主人公・アメリ(オドレイ・トトゥ)を取り巻く世界やドラマを描く映画『アメリ』(01年)が、11月17日より『アメリ デジタル・リマスター版』として、ヒューマントラストシネマ有楽町、新宿武蔵野館、ユーロスペースなどを中心に全国劇場で公開される。
同作は、それまで『デリカテッセン』(91年)や『ロスト・チャイルド』(95年)、『エイリアン4』(97年)など、アーティスティックでダークな世界を得意としたジャン=ピエール・ジュネ監督が、「人々を幸せにする映画を撮りたい」と方向転換。自分が好きなものと幸せの種を埋め込んだのが、仏パリの下町、モンパルナスを舞台にした同ロマンチックコメディだった。
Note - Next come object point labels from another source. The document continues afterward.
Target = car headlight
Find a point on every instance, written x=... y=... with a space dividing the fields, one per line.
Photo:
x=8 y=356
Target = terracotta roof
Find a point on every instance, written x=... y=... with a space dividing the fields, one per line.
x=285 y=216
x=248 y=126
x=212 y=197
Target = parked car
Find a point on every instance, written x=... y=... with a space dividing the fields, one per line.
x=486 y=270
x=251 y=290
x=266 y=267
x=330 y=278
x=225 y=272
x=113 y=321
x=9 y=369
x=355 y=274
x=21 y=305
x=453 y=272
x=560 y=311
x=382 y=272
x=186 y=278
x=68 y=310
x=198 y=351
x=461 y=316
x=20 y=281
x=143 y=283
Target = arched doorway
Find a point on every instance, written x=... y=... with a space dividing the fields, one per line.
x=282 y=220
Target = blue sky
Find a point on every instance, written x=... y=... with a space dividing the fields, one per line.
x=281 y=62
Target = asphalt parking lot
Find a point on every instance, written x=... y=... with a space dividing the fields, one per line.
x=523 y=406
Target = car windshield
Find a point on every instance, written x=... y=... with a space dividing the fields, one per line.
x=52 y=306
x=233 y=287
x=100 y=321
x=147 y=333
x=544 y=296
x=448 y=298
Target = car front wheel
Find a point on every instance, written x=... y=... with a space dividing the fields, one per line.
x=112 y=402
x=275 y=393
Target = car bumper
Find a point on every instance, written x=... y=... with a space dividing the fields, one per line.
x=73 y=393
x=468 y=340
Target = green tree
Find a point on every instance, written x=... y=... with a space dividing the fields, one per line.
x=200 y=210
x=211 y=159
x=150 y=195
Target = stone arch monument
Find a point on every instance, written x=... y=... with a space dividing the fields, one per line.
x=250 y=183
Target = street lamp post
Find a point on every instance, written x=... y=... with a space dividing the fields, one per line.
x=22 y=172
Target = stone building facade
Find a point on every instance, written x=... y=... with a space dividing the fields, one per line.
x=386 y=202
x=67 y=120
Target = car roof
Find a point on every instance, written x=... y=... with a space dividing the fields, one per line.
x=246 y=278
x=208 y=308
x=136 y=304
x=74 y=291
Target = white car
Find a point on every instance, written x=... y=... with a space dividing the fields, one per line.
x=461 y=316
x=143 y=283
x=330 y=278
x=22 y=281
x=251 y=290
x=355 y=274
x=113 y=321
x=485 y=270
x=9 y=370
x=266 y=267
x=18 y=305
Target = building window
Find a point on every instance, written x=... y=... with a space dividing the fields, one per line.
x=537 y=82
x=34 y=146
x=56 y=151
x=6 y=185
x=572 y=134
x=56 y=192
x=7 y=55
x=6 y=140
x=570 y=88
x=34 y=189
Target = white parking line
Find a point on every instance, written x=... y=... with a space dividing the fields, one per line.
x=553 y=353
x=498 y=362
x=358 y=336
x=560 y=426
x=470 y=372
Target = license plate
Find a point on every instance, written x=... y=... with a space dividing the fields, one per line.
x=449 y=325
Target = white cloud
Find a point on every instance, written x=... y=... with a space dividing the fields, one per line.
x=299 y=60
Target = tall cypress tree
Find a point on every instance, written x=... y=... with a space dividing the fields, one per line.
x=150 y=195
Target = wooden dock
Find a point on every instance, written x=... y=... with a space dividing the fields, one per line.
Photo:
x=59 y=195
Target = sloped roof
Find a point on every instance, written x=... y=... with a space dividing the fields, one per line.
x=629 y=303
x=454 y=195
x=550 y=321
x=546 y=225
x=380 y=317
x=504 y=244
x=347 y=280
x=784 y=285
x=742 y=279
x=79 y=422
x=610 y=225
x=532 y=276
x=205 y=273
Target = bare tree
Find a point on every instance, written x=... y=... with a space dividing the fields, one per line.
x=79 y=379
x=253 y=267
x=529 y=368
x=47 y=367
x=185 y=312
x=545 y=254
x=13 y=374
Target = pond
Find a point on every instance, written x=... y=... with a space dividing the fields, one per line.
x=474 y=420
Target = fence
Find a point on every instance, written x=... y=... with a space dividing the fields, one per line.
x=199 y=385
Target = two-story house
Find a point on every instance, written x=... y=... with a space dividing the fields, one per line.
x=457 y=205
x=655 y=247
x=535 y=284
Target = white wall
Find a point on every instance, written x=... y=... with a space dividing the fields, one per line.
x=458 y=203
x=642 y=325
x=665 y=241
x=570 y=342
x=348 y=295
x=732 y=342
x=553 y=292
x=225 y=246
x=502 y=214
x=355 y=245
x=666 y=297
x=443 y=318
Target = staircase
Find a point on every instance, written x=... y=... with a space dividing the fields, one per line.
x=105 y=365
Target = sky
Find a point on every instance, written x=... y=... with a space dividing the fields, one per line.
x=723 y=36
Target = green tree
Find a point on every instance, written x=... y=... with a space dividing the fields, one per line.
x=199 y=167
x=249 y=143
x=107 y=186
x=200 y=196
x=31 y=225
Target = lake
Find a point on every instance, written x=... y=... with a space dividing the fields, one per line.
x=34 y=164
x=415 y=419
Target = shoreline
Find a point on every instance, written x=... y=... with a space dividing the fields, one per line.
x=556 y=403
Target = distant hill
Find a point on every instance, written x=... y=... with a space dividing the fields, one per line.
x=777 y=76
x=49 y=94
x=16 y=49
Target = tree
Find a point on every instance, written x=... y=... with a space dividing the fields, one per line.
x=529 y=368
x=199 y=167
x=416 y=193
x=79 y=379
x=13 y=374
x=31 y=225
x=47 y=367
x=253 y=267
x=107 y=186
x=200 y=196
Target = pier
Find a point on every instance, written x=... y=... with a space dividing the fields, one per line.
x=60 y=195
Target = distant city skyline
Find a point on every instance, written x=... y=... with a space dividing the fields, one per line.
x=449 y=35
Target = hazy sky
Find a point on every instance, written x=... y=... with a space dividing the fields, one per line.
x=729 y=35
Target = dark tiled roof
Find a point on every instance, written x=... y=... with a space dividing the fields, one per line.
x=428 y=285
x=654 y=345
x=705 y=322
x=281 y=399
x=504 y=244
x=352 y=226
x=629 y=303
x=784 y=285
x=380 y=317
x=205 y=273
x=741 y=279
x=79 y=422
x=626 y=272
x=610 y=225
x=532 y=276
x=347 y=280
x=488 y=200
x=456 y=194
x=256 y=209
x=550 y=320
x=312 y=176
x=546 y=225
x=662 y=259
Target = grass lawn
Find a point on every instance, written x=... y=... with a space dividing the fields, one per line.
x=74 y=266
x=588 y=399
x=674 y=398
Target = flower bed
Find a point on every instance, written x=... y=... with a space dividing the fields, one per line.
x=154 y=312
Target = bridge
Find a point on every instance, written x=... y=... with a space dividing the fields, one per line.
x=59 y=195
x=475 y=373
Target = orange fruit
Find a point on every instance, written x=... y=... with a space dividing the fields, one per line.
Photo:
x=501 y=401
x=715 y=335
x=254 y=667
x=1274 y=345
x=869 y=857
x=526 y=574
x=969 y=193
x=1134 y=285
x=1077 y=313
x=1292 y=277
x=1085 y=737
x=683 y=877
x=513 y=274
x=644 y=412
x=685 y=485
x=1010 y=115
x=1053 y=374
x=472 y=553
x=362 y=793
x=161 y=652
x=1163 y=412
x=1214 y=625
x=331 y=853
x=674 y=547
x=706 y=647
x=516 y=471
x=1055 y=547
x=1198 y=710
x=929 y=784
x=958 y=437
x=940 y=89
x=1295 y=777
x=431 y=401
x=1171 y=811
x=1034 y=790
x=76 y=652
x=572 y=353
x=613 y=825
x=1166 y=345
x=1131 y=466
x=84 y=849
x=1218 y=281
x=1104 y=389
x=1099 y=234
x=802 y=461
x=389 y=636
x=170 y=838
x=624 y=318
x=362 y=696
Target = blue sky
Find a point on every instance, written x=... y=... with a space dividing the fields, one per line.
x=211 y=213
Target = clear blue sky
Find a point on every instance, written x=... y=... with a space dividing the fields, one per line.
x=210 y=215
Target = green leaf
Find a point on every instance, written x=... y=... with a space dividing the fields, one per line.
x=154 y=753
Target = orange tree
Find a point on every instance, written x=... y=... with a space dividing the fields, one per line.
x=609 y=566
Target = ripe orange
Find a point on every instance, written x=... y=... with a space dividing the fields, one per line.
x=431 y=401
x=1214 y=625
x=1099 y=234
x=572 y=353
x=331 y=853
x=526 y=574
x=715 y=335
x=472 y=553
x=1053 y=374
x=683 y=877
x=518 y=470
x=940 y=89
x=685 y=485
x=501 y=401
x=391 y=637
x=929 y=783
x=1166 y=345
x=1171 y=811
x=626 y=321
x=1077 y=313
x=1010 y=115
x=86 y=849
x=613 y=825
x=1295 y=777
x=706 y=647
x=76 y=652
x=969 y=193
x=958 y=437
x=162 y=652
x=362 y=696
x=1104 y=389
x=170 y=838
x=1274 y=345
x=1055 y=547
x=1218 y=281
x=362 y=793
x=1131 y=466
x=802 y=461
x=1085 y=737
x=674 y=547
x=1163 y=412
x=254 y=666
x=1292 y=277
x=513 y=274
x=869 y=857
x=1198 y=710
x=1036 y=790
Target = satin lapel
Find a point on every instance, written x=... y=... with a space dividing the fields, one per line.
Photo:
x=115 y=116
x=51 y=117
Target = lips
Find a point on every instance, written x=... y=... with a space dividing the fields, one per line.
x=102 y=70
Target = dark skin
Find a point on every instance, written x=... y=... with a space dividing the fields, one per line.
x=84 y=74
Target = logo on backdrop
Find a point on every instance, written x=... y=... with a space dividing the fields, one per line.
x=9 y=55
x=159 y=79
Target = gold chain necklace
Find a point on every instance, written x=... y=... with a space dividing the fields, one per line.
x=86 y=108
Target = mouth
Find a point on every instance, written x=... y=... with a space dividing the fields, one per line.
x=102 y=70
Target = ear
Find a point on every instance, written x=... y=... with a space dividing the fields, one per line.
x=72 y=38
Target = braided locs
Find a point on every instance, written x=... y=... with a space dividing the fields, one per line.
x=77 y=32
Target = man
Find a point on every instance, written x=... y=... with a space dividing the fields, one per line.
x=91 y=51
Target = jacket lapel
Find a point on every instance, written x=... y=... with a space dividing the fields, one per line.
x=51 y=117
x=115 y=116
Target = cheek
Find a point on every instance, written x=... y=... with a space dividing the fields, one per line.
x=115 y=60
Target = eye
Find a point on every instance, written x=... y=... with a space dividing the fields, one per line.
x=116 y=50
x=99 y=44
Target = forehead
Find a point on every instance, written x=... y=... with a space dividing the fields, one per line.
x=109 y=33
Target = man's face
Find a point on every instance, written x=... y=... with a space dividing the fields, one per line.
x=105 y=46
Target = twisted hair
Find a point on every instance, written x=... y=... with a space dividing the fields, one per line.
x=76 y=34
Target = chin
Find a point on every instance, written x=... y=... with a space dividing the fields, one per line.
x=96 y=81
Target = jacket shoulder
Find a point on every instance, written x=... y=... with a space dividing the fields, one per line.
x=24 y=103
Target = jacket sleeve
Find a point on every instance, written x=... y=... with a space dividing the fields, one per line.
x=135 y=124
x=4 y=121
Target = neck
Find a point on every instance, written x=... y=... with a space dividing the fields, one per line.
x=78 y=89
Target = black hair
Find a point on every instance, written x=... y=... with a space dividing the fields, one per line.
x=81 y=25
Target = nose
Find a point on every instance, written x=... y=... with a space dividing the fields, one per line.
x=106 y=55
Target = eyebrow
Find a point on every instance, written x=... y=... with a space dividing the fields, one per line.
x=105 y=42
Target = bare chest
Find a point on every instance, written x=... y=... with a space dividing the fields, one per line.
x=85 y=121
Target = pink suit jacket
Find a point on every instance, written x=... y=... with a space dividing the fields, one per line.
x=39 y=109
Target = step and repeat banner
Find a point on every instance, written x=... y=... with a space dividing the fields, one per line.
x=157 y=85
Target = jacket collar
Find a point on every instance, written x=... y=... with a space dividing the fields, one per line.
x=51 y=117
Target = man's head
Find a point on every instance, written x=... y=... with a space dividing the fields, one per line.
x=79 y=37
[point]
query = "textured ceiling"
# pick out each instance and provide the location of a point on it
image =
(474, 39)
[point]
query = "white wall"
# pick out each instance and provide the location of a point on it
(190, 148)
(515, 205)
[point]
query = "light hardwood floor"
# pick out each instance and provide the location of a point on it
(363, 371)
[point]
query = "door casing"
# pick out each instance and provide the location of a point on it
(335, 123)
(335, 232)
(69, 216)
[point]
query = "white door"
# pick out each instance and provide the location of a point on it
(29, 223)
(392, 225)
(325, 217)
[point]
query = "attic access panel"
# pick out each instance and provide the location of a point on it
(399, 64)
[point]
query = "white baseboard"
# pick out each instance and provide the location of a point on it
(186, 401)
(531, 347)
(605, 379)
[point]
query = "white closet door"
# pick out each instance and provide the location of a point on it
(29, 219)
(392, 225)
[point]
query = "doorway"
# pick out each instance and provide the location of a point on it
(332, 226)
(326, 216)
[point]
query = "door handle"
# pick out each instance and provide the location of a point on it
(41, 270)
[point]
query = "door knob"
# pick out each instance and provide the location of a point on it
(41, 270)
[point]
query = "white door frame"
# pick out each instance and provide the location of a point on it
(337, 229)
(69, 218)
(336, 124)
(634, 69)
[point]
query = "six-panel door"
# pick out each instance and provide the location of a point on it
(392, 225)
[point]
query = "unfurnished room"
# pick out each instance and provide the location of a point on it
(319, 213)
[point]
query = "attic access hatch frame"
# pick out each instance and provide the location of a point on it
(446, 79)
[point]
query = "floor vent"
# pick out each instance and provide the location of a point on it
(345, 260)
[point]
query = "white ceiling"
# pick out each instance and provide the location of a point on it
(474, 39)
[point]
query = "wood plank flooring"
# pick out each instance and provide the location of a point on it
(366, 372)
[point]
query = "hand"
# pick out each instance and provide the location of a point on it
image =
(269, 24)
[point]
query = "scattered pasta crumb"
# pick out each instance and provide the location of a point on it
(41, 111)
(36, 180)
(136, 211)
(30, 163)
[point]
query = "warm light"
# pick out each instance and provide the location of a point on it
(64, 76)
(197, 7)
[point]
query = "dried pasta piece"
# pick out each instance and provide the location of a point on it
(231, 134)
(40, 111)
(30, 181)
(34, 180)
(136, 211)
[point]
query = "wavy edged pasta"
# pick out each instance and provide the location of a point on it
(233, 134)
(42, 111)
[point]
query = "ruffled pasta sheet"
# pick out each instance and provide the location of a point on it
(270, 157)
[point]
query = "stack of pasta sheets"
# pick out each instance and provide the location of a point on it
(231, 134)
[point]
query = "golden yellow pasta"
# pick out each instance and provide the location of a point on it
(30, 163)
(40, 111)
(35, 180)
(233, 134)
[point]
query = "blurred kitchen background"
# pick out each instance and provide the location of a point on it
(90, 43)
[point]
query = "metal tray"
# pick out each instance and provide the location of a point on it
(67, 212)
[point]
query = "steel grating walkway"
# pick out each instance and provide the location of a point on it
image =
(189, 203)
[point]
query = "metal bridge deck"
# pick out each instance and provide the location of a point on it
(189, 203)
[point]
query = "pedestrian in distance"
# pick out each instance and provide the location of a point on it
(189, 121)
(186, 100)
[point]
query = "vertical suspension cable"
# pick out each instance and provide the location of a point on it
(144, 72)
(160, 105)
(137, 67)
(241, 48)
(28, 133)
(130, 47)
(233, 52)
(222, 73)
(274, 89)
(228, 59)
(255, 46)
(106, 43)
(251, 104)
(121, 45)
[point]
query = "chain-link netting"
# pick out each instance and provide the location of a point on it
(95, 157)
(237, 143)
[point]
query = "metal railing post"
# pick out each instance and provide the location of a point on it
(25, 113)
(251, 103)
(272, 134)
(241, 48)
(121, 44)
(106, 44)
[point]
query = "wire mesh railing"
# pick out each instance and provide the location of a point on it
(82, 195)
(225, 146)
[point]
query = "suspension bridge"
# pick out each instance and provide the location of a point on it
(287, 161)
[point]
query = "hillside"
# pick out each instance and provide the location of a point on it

仏国にて公開直後されるや「観る人みんなが幸せな気持ちになれる」と口コミが広がり、当時のシラク大統領やジョスパン首相も観賞。世界中で話題を集め、各地でロングラン・ヒットを連発。2002年には映画界最高峰の祭典アカデミー賞(R)で外国語映画賞、美術賞など5部門にノミネートされた。
日本公開は2001年11月17日。女性ファッション誌やカルチャー誌がおしゃれでかわいい『アメリ』を大々的に誌面で紹介し、庶民的なパリの風景に旅行好きも目をつけ、もちろんジュネファンも最新作に期待してと、公開前から興奮は高まる一方。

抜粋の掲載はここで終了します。